Lay Precepts

The Three Refuges

Traditionally, when the three refuges (also known as the three jewels) are proclaimed either publicly or in private this is the overt act that marks one as a follower of the Buddha. These are:

  • I take refuge in the Buddha
  • I take refuge in the Dharma
  • I take refuge in the Sangha

With the understanding that Dharma means the Buddha-dharma or the Buddha’s teachings. The Sangha is the community of those who follow the Buddha.

Lay Precepts

In the time of the Buddha, in the beginning of his ministry, he only ordained and took monastic students. Many lay people saw the wonderful effects of the life practice that the Buddha taught his monks and wanted him to teach them too. However, these lay people had families and other responsibilities that prevented them from becoming a monk or a nun. They entreated him to teach them and asked to be his followers so he created five precepts for lay people.
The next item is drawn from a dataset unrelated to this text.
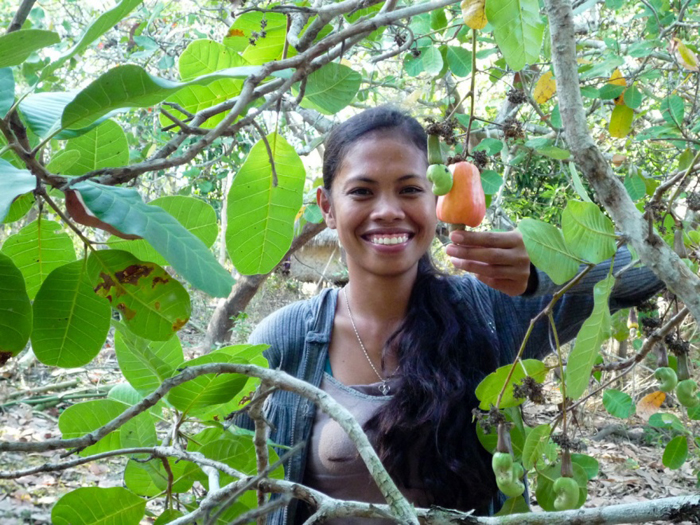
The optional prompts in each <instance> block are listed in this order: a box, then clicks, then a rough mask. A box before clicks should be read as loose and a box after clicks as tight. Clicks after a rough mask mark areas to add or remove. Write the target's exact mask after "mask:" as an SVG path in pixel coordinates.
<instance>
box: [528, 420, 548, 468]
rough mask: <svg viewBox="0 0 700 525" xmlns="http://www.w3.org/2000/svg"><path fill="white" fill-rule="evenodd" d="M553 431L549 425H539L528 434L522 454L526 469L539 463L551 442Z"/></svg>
mask: <svg viewBox="0 0 700 525" xmlns="http://www.w3.org/2000/svg"><path fill="white" fill-rule="evenodd" d="M551 433H552V428H551V427H550V426H549V425H538V426H536V427H535V428H533V429H532V430H531V431H530V433H529V434H528V435H527V439H526V440H525V445H524V447H523V456H522V458H523V466H524V467H525V470H530V469H531V468H534V466H535V465H537V461H539V459H540V458H541V457H542V455H543V454H544V450H545V448H546V447H547V444H548V443H549V435H550V434H551Z"/></svg>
These are:

  • Do not kill
  • Do not steal
  • Do not engage in sexual misconduct
  • Do not engage in talk that harms others
  • Do not become intoxicated

By following these five precepts, the Buddha taught that we could reduce or eliminate suffering in our lives and the lives of others. These precepts are also like the north star that is used by a traveler when navigating. They are impossible to achieve but they can guide us in the direction we should live. Note also that if a particular precept is one you feel you cannot take whatever the reason, it is okay only take as few as one precept during such a ceremony.

When a person finds a teacher and wants to become a lay disciple, asking to take the three jewels and five precepts is the traditional way of acknowledging that deepening of a relationship with that teacher.

Many people have been given lay precepts at the Desert Zen Center. The time for precept taking is generally following a retreat or at a special service celebrating a Buddhist holiday.